The Shuddhashuddha tattvas or "Pure-Impure" tatwas, in Shaivite and Shakta Tantric metaphysics, refer to the seven of the 36 tattvas from maya to purusha. It is also one of the five main divisions (kala) or stages of Involution of the supreme consciousness, in Kashmir Shaivite cosmology.

The tattvas are:

- Māyā tattva: Maya is the universally formative and limiting principle, the "material" cause of the "impure sphere." Maya brings into being under the influence of the Sadvidya-Tattwa(atman) the following five tattvas, known as the "five sheaths," pancha kanchuka, which restrict the universal Self to being and the individual soul, the purusha.

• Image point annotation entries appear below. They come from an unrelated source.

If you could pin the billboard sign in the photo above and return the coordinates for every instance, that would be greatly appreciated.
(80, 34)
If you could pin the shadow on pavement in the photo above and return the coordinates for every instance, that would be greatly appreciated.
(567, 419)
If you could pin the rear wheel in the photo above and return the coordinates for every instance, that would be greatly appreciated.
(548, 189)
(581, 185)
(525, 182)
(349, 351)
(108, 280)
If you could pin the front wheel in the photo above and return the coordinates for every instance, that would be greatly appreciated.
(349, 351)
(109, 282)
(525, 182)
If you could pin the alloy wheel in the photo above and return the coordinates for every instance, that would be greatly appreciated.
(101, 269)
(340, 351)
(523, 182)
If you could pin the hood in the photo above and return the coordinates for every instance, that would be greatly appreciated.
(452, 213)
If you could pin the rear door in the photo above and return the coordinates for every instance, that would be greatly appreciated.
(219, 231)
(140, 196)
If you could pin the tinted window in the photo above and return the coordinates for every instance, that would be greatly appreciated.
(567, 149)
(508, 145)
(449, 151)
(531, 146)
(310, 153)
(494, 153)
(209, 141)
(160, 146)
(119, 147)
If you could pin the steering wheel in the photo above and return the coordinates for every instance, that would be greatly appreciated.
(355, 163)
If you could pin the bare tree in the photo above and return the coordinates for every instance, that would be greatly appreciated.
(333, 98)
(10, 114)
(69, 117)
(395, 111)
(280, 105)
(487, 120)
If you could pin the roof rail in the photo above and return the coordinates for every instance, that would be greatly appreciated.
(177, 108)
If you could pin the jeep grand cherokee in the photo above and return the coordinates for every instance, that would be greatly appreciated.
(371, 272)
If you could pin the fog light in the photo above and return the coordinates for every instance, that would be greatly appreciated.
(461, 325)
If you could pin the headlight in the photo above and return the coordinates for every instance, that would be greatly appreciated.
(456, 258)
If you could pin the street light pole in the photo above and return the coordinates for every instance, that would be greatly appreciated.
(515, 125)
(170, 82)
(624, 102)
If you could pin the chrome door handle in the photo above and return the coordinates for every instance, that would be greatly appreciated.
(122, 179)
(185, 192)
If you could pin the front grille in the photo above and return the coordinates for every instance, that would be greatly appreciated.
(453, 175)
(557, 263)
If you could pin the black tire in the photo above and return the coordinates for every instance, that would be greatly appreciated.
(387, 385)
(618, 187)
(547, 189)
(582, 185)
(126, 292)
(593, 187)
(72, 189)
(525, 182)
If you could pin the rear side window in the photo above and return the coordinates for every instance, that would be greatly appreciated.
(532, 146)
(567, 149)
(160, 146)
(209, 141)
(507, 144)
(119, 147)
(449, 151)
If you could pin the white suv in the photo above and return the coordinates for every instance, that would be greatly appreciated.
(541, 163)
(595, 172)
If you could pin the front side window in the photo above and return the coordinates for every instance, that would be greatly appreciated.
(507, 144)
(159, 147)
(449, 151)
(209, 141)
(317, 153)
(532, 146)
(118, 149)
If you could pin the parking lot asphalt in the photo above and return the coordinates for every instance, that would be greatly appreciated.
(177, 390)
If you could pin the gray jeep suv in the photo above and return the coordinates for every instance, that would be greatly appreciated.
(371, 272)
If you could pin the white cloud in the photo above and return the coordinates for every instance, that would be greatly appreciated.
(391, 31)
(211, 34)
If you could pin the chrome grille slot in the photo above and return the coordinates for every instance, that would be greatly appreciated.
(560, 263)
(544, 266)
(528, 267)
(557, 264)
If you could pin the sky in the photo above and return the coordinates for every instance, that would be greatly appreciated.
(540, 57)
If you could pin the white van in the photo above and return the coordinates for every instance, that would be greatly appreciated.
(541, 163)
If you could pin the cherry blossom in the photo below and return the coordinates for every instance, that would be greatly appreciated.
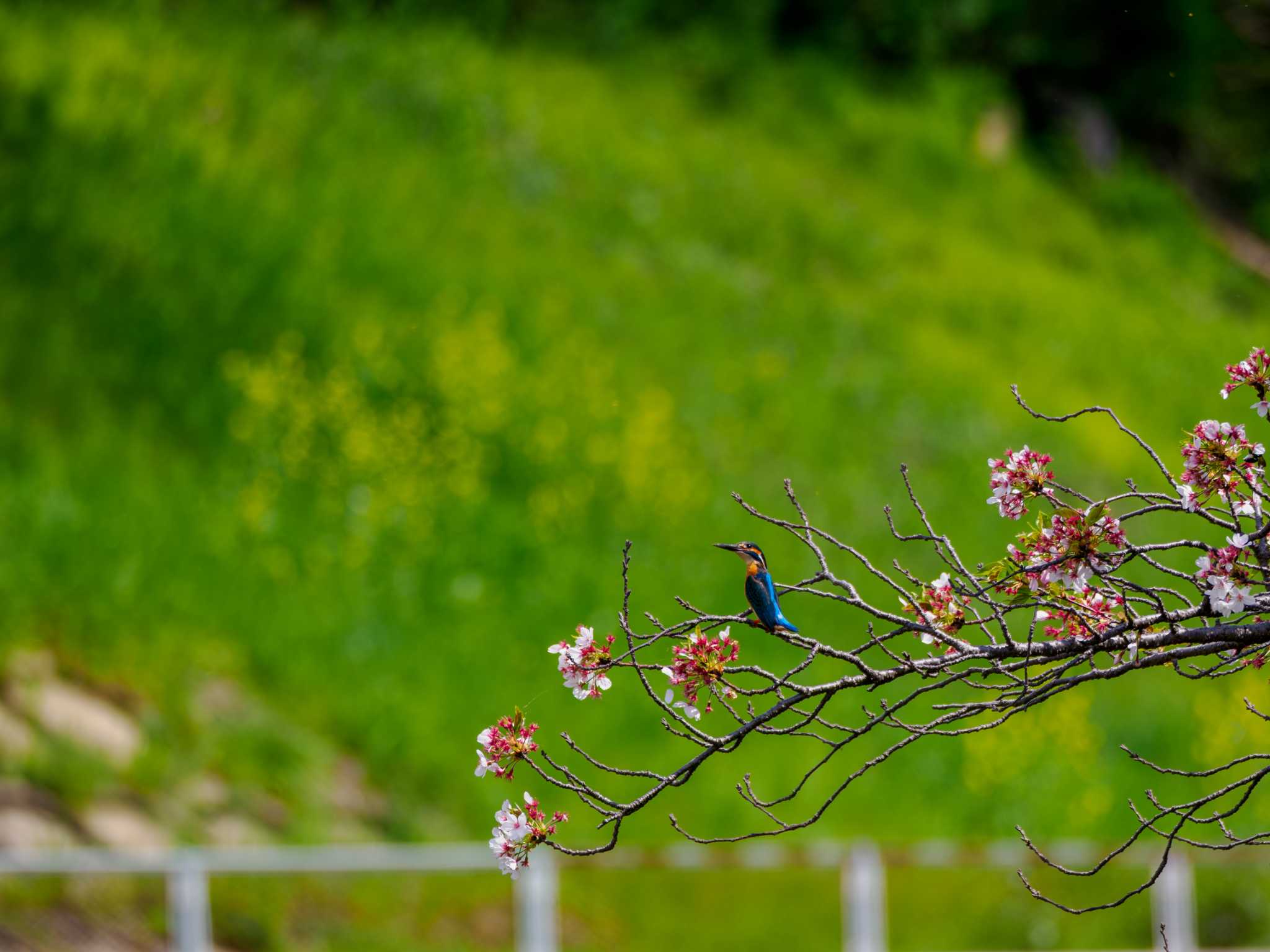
(585, 663)
(1067, 550)
(505, 743)
(940, 608)
(520, 830)
(1254, 372)
(1019, 476)
(1228, 598)
(1219, 458)
(700, 664)
(1083, 615)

- Kalā tattva limitation of authority or efficacy - the Self, which is an All Doer, becomes a Little Doer. Can also refer to creativity, aptitude, the power which draws the soul toward spiritual knowledge. Its energy partially removes the veil of anava-mala which clouds the inherent powers of the soul.

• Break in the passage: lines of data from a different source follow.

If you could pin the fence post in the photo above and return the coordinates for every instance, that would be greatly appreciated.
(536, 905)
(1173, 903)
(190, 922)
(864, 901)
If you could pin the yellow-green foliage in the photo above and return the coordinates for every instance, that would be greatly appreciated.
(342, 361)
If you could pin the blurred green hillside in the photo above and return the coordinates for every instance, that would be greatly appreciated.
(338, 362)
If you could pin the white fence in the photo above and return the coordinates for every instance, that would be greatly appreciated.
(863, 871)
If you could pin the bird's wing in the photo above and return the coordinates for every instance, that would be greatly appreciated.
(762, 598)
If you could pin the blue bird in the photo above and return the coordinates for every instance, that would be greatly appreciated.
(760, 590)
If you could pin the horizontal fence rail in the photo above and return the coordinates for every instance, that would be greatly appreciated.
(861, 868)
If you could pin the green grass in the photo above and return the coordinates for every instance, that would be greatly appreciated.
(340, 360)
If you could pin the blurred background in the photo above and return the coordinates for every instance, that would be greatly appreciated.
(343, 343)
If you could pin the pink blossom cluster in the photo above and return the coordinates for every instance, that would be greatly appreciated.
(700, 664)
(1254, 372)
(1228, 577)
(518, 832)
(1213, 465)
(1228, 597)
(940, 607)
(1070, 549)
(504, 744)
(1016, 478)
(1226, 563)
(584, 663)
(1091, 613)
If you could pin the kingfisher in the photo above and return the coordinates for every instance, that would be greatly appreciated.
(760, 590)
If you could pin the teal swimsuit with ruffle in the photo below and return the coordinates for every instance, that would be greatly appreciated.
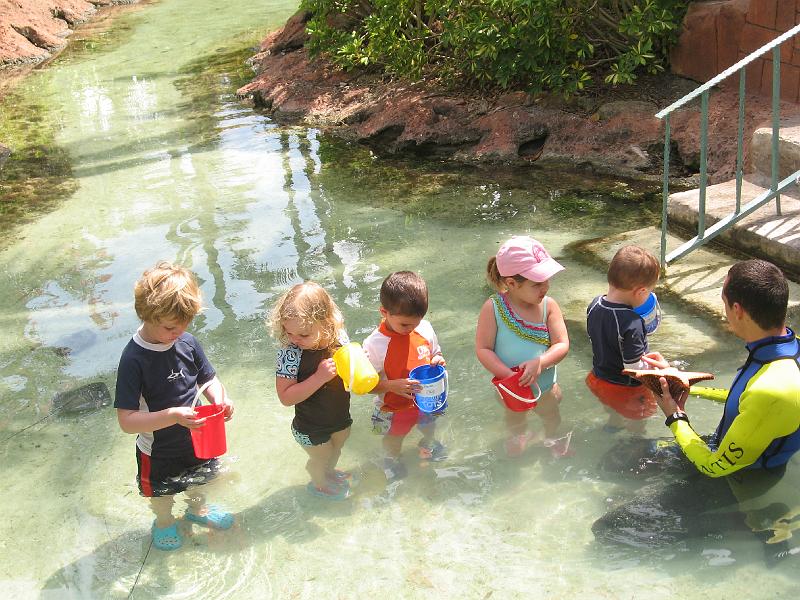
(518, 340)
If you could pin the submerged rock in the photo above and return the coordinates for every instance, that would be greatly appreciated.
(85, 399)
(4, 154)
(75, 342)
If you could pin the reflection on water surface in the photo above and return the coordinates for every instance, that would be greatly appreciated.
(167, 164)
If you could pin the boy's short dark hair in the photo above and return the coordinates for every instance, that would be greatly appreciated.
(633, 267)
(405, 293)
(761, 290)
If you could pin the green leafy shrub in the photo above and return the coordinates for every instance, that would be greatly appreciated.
(537, 45)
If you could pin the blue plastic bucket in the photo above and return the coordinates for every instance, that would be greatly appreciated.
(650, 312)
(433, 395)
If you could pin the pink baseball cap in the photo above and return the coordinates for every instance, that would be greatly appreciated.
(525, 256)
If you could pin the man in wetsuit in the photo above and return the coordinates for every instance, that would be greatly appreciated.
(760, 426)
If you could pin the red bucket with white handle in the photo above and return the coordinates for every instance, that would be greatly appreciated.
(516, 397)
(208, 440)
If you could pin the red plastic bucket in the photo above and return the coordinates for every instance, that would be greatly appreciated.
(515, 396)
(208, 440)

- Vidyā tattva: limited knowledge, the Self which is an all-knower becomes a little knower. Knowledge in accord with its present life experiences.
- Rāga tattva: attachment, inclination, limitation of fullness, giving rise to desire for various objects.
- Kāla tattva: limitation of eternity, giving rise to the phenomenon of time, which divides all experience into past, present, and future.
- Niyati tattva: restriction or limitation of freedom, giving rise to karma (cause and effect), necessity, and order. (more on Niyati).
- Purusha tattva: the limited spiritual consciousness, the soul or separate "EGO", the subjective principle. Through identification with the five Kanchukas or "coverings" the Self (atman) becomes a purusha, or limited, transmigrating soul, capable of experiencing the cosmos as a limited individual.